Barry Margolin wrote:
In article <[EMAIL PROTECTED]>,
Hyman Rosen <[EMAIL PROTECTED]> wrote:
Ciaran O'Riordan wrote:
But if you looked at Linux, decided the scheduler was crap, and then wrote a
completely new scheduler for Linux, then that would be a derivative work
No, it would not. By statute, in the U.S., a derivative work is a
transformation of another work which retains its original purpose -
A new version of Linux with a different scheduler serves the same
purpose: they're both operating system kernels.
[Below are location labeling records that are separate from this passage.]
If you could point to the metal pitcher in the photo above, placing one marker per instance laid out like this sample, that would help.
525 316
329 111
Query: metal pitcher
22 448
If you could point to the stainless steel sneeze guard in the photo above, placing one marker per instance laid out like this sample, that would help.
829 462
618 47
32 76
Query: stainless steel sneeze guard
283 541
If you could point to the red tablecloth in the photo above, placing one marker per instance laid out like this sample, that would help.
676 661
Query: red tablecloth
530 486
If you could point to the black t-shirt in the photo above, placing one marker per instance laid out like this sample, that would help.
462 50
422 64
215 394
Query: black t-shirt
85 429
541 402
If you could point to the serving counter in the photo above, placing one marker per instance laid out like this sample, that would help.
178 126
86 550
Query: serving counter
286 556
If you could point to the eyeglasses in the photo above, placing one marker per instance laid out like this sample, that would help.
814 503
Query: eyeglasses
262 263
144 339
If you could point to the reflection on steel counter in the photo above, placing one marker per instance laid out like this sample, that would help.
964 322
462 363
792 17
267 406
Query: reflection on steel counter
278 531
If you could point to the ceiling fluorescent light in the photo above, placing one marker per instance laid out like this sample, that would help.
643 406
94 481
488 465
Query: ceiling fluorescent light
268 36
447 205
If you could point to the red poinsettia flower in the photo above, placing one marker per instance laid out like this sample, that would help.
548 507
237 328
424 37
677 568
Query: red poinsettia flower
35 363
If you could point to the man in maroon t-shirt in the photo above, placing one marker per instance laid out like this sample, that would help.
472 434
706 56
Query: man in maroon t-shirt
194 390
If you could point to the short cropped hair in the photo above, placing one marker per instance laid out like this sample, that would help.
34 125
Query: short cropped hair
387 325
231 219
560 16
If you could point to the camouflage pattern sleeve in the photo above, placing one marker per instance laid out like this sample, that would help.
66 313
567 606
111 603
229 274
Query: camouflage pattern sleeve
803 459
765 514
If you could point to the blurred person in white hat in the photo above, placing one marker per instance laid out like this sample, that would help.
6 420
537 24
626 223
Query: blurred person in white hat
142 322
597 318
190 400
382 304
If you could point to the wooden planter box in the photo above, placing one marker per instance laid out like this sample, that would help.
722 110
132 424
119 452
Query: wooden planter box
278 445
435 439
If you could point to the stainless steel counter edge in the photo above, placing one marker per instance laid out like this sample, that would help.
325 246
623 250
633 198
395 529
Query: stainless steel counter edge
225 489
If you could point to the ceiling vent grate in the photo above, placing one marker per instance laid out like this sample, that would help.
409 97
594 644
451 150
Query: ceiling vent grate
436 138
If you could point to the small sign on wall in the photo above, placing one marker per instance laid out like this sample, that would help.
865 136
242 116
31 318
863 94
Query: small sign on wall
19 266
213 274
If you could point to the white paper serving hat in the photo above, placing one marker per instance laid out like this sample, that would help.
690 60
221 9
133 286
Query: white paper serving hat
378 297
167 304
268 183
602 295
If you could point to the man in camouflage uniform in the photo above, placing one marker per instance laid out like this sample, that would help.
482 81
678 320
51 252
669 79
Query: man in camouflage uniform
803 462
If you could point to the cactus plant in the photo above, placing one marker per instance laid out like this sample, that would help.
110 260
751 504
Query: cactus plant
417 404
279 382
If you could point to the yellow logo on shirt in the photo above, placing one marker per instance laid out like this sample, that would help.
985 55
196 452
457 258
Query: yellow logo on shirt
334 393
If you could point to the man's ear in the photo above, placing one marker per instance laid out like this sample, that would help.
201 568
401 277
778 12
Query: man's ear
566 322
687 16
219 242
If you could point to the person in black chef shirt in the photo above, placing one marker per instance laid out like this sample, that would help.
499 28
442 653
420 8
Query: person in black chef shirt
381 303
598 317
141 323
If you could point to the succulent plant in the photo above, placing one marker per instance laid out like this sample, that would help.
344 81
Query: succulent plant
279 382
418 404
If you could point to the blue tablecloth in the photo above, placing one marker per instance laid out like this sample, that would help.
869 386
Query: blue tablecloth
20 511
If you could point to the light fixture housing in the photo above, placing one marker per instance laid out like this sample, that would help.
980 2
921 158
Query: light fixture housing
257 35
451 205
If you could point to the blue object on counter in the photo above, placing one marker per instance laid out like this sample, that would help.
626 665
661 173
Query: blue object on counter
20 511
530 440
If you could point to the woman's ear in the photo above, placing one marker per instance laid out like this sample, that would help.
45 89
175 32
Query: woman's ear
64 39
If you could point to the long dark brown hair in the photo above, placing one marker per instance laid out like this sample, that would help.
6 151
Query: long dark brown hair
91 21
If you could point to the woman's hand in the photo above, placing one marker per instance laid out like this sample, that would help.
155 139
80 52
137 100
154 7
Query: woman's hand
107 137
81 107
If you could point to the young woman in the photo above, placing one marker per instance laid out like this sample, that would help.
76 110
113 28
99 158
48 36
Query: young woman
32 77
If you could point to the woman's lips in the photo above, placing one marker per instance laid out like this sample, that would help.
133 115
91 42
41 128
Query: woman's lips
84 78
turning a short story into a movie script, or translating into a
different language. See the Harry Potter case, where the judge said
that turning narratives into a reference text, even with massive
copying from the original sources, does not make the reference text
a derivative work of the novels, because the reference does not serve
the same purpose as the novels even though it is a transformation of
them.
I think the real-world analogy to the scenario Ciaran described would be
if you took the Harry Potter text, removed a chapter, and replaced it
with a new chapter that you wrote. What would the status of the
resulting book be? Is it a derivative of the original Harry Potter, or
a compilation of the originnal chapters (minus 1) and the new chapter?
Uh. Linux has hudreds of contributors. Did hundreds of authors
contribute their copyrighted works to Harry Potter?